Book review

Chinese stardom in participatory cyberculture, by Dorothy Wai Sim Lau

Wikanda Promkhuntong

Research Institute for Languages and Cultures of Asia, Mahidol University, Salaya, Thailand

[0.1] Keywords—Blog; Celebrity; Chineseness; Ethnicity; Fan forum; Flickr; Martial arts; Participatory culture; Social media; Transnational cinema; YouTube

Promkhuntong, Wikanda. 2019. Chinese Stardom in Participatory Cyberculture, by Dorothy Wai Sim Lau [book review]. Transformative Works and Cultures, no. 30.

Dorothy Wai Sim Lau. Chinese stardom in participatory cyberculture. Edinburgh: Edinburgh University Press, 2018, hardback, £75 (224p) ISBN 978-1474430333.

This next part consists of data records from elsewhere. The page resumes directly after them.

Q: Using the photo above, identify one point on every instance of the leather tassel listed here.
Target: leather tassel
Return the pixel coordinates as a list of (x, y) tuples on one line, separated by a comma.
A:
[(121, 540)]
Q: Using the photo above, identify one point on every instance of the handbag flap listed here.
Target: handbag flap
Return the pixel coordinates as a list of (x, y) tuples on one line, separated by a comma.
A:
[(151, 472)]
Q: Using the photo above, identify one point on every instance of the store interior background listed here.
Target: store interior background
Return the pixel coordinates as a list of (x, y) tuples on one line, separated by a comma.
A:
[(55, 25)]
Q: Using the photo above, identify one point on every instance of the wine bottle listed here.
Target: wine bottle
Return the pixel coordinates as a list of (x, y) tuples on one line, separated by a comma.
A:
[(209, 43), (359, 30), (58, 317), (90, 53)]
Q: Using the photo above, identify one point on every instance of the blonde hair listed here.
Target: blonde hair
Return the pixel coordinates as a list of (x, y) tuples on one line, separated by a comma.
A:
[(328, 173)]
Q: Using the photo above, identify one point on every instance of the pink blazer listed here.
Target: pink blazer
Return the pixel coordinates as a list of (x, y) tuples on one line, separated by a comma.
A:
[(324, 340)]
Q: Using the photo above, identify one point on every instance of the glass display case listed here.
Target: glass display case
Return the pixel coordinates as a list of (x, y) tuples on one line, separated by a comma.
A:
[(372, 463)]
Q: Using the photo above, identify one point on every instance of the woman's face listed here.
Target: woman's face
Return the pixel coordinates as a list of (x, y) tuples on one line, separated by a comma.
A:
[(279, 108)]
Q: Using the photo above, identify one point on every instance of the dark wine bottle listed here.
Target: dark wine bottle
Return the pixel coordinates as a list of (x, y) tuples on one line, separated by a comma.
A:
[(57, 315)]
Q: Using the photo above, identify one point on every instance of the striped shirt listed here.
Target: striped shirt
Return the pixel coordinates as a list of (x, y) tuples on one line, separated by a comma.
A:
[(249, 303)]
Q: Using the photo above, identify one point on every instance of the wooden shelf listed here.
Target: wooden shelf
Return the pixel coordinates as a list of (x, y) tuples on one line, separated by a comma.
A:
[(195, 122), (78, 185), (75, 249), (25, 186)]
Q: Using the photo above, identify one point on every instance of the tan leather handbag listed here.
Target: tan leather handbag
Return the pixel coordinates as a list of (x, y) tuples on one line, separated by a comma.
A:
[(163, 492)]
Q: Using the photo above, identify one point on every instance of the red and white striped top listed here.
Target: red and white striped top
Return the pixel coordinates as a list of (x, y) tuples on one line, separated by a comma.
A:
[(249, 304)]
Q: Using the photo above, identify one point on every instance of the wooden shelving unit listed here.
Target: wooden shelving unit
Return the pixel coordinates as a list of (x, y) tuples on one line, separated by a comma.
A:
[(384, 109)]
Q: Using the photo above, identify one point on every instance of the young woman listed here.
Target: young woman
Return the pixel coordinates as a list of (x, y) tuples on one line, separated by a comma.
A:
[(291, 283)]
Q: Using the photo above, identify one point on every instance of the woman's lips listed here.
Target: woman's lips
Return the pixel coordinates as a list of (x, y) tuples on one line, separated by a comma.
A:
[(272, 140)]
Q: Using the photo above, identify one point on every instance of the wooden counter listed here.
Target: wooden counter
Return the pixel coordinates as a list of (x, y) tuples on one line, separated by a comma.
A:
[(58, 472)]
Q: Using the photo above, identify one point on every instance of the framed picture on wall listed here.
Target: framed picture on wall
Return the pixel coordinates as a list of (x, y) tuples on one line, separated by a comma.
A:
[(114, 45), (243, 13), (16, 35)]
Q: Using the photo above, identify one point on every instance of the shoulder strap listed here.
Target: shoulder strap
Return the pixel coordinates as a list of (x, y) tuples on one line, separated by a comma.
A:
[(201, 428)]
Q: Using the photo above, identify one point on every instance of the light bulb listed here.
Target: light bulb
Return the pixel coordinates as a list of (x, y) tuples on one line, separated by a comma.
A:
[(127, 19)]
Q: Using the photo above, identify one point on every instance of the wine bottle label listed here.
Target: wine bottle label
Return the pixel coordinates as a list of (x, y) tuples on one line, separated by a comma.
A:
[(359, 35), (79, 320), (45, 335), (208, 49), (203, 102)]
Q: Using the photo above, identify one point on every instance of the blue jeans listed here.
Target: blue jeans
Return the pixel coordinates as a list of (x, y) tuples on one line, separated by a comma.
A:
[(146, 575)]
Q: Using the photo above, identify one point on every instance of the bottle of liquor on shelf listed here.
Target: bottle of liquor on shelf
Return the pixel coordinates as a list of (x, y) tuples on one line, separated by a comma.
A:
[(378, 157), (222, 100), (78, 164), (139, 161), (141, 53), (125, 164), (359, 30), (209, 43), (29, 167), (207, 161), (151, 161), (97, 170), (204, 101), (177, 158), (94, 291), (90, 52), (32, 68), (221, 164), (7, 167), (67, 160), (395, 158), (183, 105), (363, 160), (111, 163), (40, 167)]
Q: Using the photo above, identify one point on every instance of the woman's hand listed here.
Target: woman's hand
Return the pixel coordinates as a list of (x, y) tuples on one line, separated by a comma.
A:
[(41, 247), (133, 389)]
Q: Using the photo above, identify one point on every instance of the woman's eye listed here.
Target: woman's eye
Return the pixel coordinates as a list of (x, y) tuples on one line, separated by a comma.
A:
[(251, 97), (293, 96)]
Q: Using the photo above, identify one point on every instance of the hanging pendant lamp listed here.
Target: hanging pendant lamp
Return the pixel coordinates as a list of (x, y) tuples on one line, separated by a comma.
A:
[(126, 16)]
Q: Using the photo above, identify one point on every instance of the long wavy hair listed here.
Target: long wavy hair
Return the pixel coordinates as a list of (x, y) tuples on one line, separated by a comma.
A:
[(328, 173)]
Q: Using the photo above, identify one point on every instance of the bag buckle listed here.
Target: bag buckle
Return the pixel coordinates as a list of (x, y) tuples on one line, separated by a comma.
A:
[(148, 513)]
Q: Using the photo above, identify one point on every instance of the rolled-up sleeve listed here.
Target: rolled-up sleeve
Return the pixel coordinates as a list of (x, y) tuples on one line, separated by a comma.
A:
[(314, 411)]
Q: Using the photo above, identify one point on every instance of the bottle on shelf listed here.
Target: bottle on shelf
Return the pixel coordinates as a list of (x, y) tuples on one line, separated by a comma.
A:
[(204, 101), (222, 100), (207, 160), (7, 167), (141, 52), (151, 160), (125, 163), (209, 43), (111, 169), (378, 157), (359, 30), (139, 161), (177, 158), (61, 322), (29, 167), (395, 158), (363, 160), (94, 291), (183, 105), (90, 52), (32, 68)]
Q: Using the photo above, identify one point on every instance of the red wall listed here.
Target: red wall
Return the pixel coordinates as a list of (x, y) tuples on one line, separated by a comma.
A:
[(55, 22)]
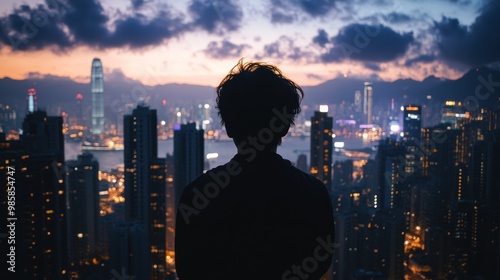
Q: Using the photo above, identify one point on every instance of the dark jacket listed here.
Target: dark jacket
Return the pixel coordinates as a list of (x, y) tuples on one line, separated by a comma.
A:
[(257, 218)]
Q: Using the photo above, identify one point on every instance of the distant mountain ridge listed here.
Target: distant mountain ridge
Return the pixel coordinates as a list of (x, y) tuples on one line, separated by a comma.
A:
[(122, 91)]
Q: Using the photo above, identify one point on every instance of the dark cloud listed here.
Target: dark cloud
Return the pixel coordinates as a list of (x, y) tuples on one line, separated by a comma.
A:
[(322, 38), (372, 66), (278, 16), (284, 48), (375, 43), (137, 3), (424, 58), (396, 17), (137, 32), (316, 7), (87, 22), (286, 11), (225, 49), (216, 16), (29, 28), (63, 24), (475, 45)]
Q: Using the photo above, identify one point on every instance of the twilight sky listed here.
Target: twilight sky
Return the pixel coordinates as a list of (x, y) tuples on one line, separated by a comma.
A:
[(198, 41)]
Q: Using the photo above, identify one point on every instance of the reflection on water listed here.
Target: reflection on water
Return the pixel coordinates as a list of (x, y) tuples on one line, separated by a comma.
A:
[(290, 149)]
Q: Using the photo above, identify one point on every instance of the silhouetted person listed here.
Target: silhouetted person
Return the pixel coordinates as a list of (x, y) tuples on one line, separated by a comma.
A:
[(256, 217)]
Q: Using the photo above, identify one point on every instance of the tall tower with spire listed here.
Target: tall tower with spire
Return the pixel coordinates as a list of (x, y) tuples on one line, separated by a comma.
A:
[(97, 89), (31, 104)]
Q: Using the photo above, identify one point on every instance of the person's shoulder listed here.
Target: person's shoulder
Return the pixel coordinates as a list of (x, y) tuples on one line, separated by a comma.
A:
[(231, 168)]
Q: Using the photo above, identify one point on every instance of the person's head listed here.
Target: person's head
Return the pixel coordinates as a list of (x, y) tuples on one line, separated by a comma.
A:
[(256, 100)]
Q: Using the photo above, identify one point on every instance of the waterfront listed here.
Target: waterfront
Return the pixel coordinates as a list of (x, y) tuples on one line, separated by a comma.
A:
[(290, 149)]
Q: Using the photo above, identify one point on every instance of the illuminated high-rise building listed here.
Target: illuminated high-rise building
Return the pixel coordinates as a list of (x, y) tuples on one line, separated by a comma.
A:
[(83, 210), (322, 145), (37, 162), (145, 185), (188, 156), (358, 103), (412, 124), (368, 102), (31, 103), (79, 109), (453, 112), (97, 90)]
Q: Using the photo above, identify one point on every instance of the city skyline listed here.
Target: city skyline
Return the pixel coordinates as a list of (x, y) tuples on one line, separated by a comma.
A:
[(197, 42)]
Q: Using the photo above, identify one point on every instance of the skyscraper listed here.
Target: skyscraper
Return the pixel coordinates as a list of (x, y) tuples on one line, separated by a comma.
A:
[(83, 210), (358, 104), (40, 211), (412, 124), (79, 109), (97, 89), (188, 156), (31, 103), (322, 145), (145, 185), (368, 102)]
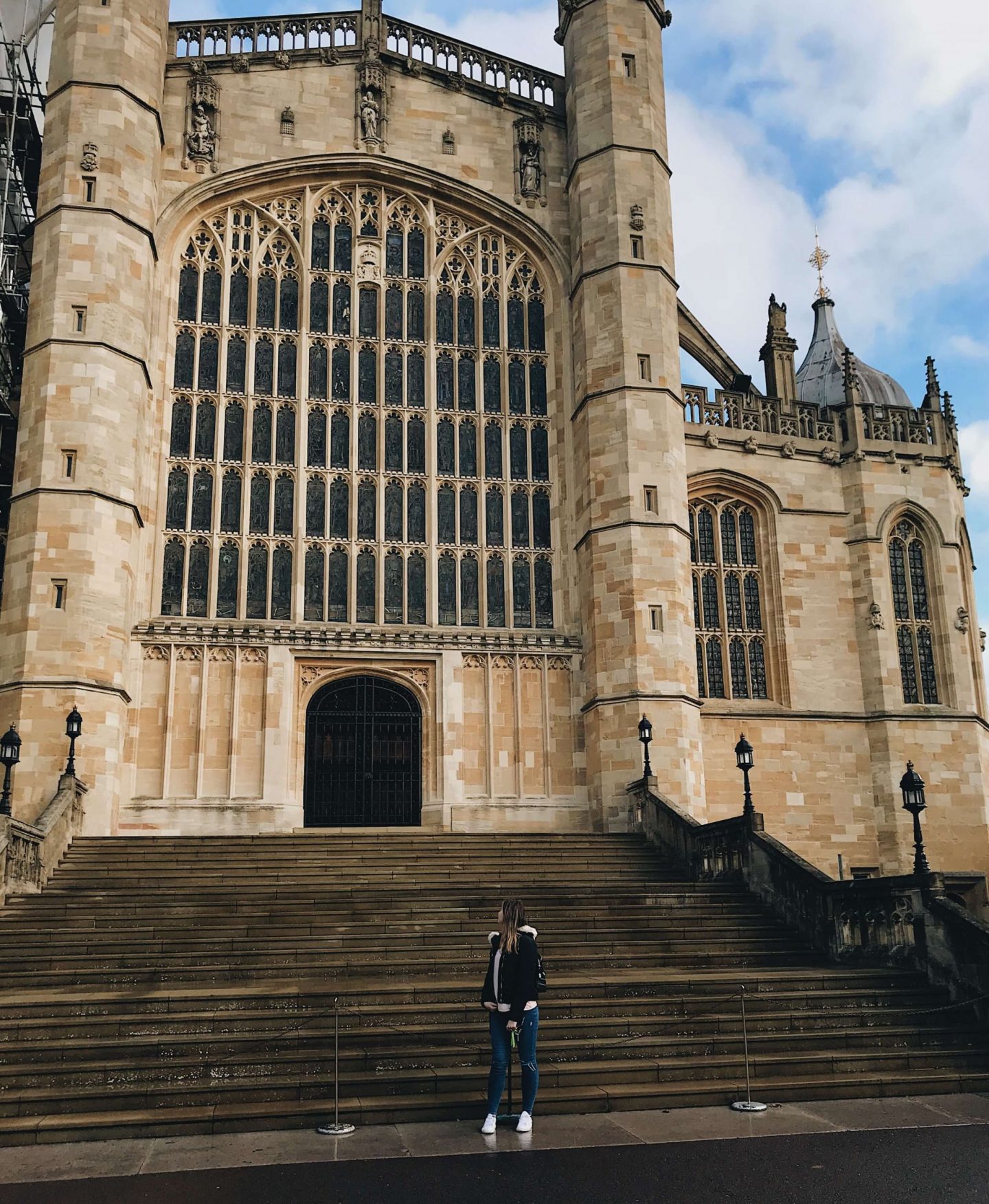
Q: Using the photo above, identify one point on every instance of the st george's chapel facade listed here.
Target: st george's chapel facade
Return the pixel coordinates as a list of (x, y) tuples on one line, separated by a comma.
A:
[(357, 483)]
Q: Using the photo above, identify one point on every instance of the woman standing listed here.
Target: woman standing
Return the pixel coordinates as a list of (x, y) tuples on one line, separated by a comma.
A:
[(510, 995)]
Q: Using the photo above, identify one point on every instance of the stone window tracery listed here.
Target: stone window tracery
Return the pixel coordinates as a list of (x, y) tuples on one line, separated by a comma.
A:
[(358, 428), (912, 612), (729, 606)]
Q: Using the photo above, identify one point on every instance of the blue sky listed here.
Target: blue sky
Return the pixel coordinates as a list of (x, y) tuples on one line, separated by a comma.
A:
[(869, 118)]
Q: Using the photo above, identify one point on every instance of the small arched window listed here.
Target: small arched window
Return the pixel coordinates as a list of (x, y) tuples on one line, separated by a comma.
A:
[(728, 600), (912, 613)]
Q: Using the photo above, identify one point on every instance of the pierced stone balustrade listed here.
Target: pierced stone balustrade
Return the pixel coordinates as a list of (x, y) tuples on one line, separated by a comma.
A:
[(771, 416)]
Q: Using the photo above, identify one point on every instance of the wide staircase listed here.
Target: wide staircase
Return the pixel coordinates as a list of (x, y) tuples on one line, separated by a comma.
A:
[(188, 985)]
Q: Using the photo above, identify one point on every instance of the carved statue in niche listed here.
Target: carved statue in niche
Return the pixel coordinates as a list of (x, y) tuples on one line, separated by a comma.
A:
[(532, 172), (367, 263), (530, 183), (203, 139), (203, 122), (369, 117)]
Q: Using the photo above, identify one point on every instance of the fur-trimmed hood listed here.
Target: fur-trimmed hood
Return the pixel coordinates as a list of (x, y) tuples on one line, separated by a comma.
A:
[(527, 929)]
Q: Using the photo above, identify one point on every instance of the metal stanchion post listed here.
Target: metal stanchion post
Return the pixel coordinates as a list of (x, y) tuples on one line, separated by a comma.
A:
[(511, 1060), (337, 1128), (747, 1104)]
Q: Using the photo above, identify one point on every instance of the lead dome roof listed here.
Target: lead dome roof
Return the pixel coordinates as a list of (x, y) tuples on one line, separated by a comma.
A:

[1] For scholars interested in East Asian cinema, stardom, and its relationship to film fans, this book is a much-needed work that links these areas together. Published as part of the Edinburgh University Press's International Film Stars series, Chinese Stardom in Participatory Cyberculture particularly focuses on the way participatory culture—or what Lau refers to as participatory cyberculture—can be used to expand existing discourses on Chinese film stardom. Lau specifically grounds her work in the context of Chinese martial arts cinema, linking martial arts stardom and the notion of Chineseness. Her emphasis on identity and ethnicity connects this book with existing writings on Chinese film stars, including those revisited by Lau, such as Donnie Yen, Jackie Chan, Jet Li, and Zhang Ziyi. However, while the book emphasizes how Chineseness has been constructed and problematized in relation to martial arts stars, Lau focuses on the ways in which nationalism and ethnicities are negotiated by fans across different platforms rather than focusing solely on cinematic texts. This emphasis works to illuminate the importance of online culture in "decentering the production of star discourses" shaped by the long-established star system (McDonald quoted in Lau 2018, 4). The process of decentering industry discourses resonates with fan studies' focus on the power dynamic between fan and industry. While the book primarily focuses on star subjectivities instead of fan subjectivities, it highlights how fan practices can be drawn on to expand related fields, such as star studies and East Asian cinema, in productive ways.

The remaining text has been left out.